We're currently trying out github.
Compared with our previous git hosting (which was on our own linux virtual server), I'm not overly impressed with the security.
- There's no company control at all over the user accounts. We control which users have access to our repository, but there's no password policies, the users pick their own email addresses, etc.
- There's no way to limit access by IP address
- Passwords can only be reset by the user
- Compromising the users email account (which we're unable to see what account they've set it to) also results in a compromise of their github account, as they use an email challenge to reset forgotten passwords.
- There's no access logs (there is an audit trail for most or possibly all changes, but no logging at all for access)
- Access to the web front end is only password protected, so is vulnerable to password reuse from other sites and to some extent to brute forcing (github's statement about what they do for failed logins is pretty unclear).

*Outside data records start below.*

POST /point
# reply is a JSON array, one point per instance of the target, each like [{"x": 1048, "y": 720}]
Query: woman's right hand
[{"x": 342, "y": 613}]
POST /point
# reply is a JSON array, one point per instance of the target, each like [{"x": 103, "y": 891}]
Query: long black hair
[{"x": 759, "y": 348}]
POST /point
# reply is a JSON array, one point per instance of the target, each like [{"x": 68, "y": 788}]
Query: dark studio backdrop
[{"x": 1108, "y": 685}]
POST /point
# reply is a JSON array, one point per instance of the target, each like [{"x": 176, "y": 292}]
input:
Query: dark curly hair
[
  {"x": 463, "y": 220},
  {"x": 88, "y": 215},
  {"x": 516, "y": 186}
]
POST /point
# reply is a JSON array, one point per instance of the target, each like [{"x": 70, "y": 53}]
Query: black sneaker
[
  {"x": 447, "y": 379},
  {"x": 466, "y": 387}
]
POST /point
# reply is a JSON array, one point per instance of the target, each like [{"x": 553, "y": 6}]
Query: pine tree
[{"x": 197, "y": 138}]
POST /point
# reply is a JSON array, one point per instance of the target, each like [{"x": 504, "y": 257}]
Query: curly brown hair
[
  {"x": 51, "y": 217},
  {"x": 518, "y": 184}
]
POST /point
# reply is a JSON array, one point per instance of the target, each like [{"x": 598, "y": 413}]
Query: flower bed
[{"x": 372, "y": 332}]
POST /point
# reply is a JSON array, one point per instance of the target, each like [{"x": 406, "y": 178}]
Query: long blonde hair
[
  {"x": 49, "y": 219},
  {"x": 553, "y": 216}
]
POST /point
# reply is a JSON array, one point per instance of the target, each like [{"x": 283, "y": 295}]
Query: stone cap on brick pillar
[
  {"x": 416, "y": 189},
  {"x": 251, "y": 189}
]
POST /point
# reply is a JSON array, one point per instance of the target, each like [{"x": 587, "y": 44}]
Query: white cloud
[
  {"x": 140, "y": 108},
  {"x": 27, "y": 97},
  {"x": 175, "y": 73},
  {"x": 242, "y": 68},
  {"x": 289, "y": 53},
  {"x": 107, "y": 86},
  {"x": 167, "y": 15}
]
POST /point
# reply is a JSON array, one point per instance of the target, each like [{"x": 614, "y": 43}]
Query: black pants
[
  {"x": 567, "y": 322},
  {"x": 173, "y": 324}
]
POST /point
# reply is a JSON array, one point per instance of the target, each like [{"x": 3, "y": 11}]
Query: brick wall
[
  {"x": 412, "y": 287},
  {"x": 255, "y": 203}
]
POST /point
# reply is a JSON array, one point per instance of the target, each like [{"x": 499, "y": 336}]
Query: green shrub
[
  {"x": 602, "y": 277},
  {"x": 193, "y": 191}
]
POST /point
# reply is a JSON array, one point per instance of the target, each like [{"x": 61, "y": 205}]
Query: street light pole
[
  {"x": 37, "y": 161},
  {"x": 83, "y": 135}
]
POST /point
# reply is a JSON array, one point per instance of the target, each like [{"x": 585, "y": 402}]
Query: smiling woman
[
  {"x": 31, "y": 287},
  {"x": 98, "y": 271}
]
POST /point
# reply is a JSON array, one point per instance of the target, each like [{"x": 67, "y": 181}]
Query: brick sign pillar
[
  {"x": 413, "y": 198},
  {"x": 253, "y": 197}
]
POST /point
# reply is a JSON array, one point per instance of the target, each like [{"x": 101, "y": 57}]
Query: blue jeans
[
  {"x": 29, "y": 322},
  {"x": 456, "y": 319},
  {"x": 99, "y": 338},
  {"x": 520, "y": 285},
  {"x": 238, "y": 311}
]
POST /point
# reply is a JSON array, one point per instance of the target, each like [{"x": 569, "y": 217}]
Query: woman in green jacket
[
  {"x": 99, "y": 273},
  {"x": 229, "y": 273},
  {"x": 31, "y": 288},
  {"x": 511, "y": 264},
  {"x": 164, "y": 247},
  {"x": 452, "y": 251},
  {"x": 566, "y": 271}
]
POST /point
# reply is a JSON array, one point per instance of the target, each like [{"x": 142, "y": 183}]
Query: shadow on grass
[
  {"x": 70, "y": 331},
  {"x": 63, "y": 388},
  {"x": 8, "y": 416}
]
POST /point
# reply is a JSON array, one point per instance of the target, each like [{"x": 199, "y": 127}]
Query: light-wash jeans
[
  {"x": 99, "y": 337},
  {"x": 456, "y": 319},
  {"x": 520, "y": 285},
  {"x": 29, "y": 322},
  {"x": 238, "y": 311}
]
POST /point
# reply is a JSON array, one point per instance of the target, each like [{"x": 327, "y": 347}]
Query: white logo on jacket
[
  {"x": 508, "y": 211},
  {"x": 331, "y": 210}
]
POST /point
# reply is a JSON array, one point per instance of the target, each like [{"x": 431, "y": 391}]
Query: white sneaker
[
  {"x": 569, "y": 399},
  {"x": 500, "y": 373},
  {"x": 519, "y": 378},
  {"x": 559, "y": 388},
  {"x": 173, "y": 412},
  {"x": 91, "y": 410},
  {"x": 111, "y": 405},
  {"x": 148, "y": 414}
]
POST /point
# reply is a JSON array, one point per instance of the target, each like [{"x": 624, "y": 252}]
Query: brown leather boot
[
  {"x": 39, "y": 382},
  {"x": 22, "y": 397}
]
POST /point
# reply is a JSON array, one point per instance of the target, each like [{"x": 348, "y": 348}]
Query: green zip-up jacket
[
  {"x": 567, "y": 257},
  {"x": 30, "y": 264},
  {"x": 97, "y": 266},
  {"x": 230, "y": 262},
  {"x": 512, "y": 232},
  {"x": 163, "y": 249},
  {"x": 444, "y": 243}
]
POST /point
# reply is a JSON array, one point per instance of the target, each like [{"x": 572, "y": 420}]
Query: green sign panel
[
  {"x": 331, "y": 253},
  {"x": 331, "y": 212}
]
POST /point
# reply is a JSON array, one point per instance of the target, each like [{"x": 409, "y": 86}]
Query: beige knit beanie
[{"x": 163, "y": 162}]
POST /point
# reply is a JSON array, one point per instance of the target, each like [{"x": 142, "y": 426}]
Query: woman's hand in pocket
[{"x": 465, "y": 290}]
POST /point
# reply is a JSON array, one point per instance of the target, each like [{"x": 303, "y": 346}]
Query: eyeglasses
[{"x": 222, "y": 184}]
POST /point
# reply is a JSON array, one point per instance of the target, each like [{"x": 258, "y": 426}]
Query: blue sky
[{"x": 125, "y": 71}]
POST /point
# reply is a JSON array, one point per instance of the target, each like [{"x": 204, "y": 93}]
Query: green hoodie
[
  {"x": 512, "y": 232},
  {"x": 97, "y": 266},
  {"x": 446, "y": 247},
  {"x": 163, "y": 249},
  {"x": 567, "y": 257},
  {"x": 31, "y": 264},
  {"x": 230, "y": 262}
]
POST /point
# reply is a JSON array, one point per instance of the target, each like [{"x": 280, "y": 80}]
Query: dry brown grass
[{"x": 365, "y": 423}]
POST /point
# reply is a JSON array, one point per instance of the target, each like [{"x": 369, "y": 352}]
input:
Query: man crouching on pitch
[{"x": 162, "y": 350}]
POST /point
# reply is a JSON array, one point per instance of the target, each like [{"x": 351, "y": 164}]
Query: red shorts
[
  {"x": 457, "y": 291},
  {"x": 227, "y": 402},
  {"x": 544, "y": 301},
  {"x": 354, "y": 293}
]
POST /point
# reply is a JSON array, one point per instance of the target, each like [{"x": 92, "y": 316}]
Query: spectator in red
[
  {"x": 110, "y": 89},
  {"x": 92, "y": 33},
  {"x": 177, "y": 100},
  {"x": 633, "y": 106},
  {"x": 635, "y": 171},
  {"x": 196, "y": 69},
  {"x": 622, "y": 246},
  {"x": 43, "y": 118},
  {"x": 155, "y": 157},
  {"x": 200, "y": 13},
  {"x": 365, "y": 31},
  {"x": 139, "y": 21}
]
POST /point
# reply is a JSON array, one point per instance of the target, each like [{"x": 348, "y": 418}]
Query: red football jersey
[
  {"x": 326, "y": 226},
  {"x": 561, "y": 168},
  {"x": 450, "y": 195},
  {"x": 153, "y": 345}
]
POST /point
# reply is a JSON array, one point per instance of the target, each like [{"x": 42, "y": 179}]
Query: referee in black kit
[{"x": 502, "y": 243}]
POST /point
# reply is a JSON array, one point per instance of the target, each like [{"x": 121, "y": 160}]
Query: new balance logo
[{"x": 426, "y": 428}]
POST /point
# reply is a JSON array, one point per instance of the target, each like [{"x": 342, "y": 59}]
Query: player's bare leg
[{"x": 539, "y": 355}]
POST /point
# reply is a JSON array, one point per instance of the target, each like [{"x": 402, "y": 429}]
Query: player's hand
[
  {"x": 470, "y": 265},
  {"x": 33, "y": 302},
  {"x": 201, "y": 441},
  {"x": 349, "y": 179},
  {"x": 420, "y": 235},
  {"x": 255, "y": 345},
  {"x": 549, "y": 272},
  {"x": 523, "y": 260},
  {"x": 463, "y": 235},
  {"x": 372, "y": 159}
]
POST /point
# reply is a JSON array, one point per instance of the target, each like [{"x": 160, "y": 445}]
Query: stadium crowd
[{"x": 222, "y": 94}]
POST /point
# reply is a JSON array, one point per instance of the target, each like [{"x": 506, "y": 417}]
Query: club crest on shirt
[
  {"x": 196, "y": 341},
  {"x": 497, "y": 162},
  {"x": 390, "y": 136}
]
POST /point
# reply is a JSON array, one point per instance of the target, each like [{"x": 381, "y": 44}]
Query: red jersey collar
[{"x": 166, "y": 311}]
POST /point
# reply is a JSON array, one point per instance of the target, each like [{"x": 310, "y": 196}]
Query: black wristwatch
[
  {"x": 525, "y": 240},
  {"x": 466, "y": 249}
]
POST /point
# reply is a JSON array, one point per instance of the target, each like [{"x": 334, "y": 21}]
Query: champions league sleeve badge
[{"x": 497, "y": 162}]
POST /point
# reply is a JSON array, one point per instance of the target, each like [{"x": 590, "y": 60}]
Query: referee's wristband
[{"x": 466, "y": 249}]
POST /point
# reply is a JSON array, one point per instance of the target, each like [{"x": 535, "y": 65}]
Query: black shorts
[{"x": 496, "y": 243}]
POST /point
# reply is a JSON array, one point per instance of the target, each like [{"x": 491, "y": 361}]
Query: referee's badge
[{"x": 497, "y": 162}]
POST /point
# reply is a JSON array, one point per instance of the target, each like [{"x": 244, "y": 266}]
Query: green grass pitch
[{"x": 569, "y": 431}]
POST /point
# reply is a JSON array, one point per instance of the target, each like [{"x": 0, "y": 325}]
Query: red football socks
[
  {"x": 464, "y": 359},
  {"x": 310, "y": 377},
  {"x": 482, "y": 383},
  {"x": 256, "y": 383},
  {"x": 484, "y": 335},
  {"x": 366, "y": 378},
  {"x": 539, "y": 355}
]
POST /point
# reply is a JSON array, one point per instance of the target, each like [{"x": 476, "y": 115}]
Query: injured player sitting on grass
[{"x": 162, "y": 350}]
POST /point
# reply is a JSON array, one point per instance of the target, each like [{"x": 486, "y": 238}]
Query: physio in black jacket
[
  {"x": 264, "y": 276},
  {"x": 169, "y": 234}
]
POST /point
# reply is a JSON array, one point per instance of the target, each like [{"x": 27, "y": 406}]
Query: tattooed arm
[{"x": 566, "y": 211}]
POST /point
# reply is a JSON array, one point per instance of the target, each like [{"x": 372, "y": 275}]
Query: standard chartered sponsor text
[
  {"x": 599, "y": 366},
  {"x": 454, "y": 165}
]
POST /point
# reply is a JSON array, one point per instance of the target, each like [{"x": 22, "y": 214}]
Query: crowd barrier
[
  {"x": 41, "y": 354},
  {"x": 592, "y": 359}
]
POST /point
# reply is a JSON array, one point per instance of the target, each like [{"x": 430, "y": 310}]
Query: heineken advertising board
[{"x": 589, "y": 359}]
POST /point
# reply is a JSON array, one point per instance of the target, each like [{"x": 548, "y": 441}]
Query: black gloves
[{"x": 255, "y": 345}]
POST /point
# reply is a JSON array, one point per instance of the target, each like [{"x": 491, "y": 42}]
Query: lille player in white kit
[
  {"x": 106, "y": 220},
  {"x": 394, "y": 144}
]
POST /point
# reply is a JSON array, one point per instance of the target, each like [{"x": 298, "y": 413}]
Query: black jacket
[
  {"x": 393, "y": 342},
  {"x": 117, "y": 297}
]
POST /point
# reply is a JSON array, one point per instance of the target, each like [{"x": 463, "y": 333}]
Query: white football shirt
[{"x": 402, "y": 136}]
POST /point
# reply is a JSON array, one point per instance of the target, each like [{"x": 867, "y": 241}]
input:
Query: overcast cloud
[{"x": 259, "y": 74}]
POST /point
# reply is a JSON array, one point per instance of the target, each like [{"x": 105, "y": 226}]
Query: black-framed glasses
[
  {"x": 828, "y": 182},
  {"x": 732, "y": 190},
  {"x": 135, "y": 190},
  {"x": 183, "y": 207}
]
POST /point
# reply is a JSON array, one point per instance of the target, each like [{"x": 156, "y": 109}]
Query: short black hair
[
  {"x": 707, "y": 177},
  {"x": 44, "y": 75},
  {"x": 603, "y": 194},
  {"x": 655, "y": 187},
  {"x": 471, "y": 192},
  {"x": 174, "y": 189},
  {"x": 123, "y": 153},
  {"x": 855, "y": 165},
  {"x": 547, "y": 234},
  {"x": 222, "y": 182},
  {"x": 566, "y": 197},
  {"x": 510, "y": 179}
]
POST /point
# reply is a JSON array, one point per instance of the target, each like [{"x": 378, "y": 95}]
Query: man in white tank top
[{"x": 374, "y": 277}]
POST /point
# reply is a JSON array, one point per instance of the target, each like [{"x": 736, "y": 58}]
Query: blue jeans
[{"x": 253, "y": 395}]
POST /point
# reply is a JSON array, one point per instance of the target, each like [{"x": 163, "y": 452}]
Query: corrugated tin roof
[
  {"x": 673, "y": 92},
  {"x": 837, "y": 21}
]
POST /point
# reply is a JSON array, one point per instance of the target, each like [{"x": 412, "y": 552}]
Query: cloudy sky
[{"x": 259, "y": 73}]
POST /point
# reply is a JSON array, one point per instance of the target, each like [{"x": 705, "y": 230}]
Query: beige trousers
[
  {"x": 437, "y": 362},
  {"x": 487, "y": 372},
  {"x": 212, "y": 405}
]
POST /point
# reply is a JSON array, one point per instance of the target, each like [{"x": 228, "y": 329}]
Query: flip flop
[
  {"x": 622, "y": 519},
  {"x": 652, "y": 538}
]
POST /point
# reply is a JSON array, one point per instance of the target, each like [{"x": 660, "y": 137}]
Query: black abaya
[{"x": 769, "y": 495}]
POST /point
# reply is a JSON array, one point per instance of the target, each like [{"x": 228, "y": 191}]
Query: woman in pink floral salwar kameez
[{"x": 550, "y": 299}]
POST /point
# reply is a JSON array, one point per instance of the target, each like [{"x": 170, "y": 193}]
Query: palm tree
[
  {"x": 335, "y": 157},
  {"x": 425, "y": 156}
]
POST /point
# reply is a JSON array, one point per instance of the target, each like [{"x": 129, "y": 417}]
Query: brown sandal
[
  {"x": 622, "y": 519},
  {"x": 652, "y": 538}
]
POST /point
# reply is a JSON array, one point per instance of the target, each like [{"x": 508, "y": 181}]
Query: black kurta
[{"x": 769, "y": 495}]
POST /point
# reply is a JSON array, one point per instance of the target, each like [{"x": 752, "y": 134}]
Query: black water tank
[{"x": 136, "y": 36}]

One or two of these we could live, but in combination they basically make github completely unsuitable.
They have added 2 factor authentication recently, and there is an API so that organisations can at least check if users with access to their repositories have two factor authentication enabled. Whilst I don't feel this is really the best solution, it probably just about moves github into being secure enough that it can be considered for private repos.
As mt3 notes, you can run an enterprise install instead, which presumably significantly improves security - but the cost difference between that and a standard github company account is staggering, and it would probably mean you miss out on all the third party tools that integrate with github.
On a non-security note, they do at least now support annual billing properly, which helps reduce the paperwork overhead.